WGXC-90.7 FM

Catskill casinos a Hail Mary?

Nov 29, 2010 12:19 pm
Veteran state commentator Fred LeBrun of the Times Union has a strong piece about both the chances of approval for Governor Paterson's last-ditch attempt to get a casino approved in Sullivan County, despite federal antipathy to the idea, as well as the implications of what he terms a "Hail Mary" economic development move. Save it for incoming Governor Andrew Cuomo, LeBrun says, while noting that similar attempts to bring gambling to the region have failed since Cuomo 1 a quarter century ago.

Read the entire piece... and then hold off on this story for a few months, at least. Did anyone mention that this may be a diversion of some sort?

Catskills casino deal a bad bet
Fred LeBrun Commentary
Published: 05:00 a.m., Monday, November 29, 2010

About the best thing that can be said for Governor Paterson's surprise announcement of a $700 million casino deal in the Catskills with the Stockbridge-Munsee Mohicans is that the chances of it materializing are in the realm of when pigs fly.

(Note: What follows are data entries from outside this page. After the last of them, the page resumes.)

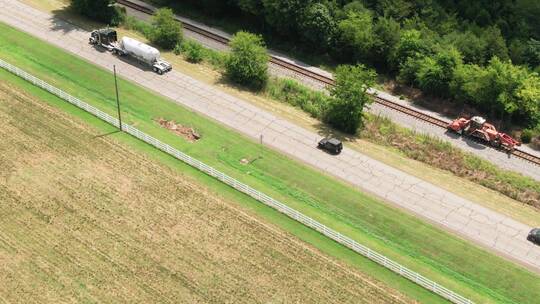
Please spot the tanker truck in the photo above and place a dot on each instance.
(130, 47)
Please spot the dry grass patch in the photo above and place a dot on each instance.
(84, 219)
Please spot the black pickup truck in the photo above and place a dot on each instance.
(332, 145)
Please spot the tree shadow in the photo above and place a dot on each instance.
(67, 20)
(325, 130)
(106, 134)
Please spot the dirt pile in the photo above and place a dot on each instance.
(187, 132)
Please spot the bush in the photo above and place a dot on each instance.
(193, 51)
(99, 10)
(349, 96)
(535, 143)
(247, 64)
(526, 136)
(166, 32)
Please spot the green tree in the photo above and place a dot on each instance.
(495, 43)
(532, 53)
(386, 32)
(99, 10)
(193, 51)
(318, 26)
(356, 33)
(467, 83)
(283, 15)
(349, 96)
(247, 64)
(472, 47)
(166, 32)
(436, 72)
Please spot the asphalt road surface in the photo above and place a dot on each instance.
(496, 157)
(489, 229)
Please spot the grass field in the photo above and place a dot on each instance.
(207, 73)
(448, 260)
(85, 219)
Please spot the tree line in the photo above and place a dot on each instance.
(482, 55)
(485, 53)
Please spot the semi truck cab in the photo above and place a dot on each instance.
(161, 66)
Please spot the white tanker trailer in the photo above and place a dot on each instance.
(107, 38)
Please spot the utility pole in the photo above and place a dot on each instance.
(117, 99)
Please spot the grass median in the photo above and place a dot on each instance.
(452, 262)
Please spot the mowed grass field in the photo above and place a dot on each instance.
(85, 219)
(451, 261)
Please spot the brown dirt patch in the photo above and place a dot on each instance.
(85, 219)
(186, 132)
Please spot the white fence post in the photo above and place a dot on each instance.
(311, 223)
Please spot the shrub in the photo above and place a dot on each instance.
(99, 10)
(177, 49)
(166, 32)
(535, 143)
(193, 51)
(142, 27)
(247, 64)
(526, 136)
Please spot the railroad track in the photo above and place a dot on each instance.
(321, 78)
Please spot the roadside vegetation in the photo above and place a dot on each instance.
(453, 262)
(127, 206)
(342, 110)
(166, 32)
(247, 62)
(484, 54)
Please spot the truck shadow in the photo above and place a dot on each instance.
(134, 62)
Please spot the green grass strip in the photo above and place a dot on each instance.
(438, 255)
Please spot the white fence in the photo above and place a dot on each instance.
(336, 236)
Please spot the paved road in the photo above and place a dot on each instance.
(487, 228)
(494, 156)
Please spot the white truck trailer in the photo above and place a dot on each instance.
(107, 38)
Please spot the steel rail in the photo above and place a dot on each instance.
(321, 78)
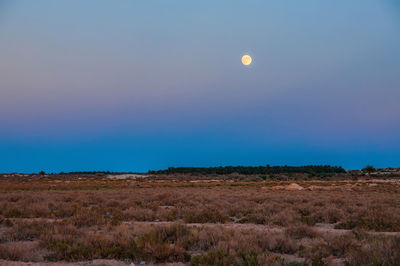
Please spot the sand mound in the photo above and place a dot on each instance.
(292, 186)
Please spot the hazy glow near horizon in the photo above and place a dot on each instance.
(138, 85)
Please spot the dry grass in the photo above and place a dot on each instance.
(98, 219)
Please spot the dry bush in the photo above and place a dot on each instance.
(19, 251)
(376, 252)
(300, 231)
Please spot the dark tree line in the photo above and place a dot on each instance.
(252, 170)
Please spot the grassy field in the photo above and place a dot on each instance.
(199, 222)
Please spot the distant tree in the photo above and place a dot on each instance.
(369, 169)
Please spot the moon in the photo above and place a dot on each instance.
(246, 60)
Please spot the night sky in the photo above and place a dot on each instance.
(139, 85)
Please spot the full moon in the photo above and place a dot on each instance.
(246, 60)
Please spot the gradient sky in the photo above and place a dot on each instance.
(139, 85)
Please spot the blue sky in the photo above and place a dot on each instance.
(139, 85)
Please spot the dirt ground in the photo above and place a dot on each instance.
(200, 222)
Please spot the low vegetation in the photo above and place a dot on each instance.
(201, 222)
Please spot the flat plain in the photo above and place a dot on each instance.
(81, 220)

That said, given the blossoming state of genetic recombination that's already given us Dolly the cloned sheep, we can't rule out the chance a particularly gifted hog may yet pursue a career in aviation. That's a worry.

But this casino and the hog face roughly the same odds, the longest of long shots.

And as far as the casino goes, that's a good thing.

Where to begin on why this is such a lousy idea? First and foremost, consider the source; actually, the sources.

The last thing an ethically challenged governor like David Paterson should be doing is making deals of any kind with anybody as he's walking out the door. The inspector general savaged him and his top lieutenants for their handling of the Aqueduct gaming bid process, and that's only one of several negative ethical evaluations Paterson has gotten in his brief tenure as governor.

Frankly, he hasn't got the moral standing at this point to make a gambling deal on behalf of the state. He should have passed it all off to the next governor, who does have that standing. There are so many complicated land claims and counterclaims, and proposed casinos by a half-dozen tribes more or less on the table at the same time that to strike impulsively, as he has, is to invite paralysis rather than resolution of a very complicated process. A resolution that has eluded governors all the way back to Cuomo I.

The other source to consider is the Stockbridge-Munsees. They brought their rather tenuous land claim a whopping 24 years ago. Until now, it wasn't taken all that seriously by the state or other tribes. What Paterson's people have done is elevate the Wisconsin-based tribe's land claims above others far more deserving as a matter of strategic convenience to attempt an end run around prevailing federal rules. Approval of where an Indian casino is located has been entirely in the hands of Congress or the U.S. Department of the Interior. For the feds to willingly give up this authority to individual states, which is what New York is attempting through a land-claim settlement, is up there with the pigs again.

Then again, why do we want to give a franchise to print money to a Wisconsin-based tribe in the first place? That makes no sense at all.

Now, I make no bones about being a steadfast opponent of the glib notion that a casino will save the Catskills' economy. This is Hail Mary economics at its worst. For me, the downsides of casinos preying on the poor and those eager for a quick fix outweigh the attractions of the money spigot that beguiles the shortsighted politician. On moral grounds, I think we invite more problems than we solve.

Sure, there's that great big New York City market to tap into, just dripping with disposable income.

But I thought we just approved, after an overly long and embarrassing process, an elaborate gaming deal at Aqueduct to relieve the Gothamites of their loose change. I have no special fondness for the Aqueduct crowd either, but aren't we betting against ourselves with the Catskill deal?

What I'm getting at is that we have yet to see a holistic state gaming plan that would put all of our casino and gaming aspirations into some understandable perspective. The Legislature, remember, in all its wisdom, approved three casinos for the Catskills. We certainly have enough experience with casinos in this state to answer questions such as, does the local economy really rebound from their presence as advocates claim? How much money does the state really collect? Can we do better? What are the best deals other states have made with their gambling tribes? What are the real problems casinos create for their surrounding geography?

If this were any other comparable business about to be franchised by the state, we'd have a business plan, a social impact plan and a thorough environmental assessment.

Instead, we know squat about what we can expect, from this proposal and the inevitable proposals to come. The vision of easy money mesmerizes governments even more than addicted gamblers.

A big reason I wish Paterson had left this alone is that Andrew Cuomo will be 10 times smarter about dealing with this issue. He is inclined to create broad-based commissions to lay the foundation for policy, before making any deals. That's exactly what's need with casinos in the Catskills.

Just a few years ago, then-Gov. Eliot Spitzer signed a similar deal for a Catskills casino with the Mohawks from up north. Like the current proposal with the Mohicans, the tribe in question never had a reservation anywhere near the proposed casino site. So the Spitzer-Mohawk deal stalled. Such proximity has been a condition of granting a casino by the feds in the past, and I can only hope that will continue to be the case.

At least until we can get our act together.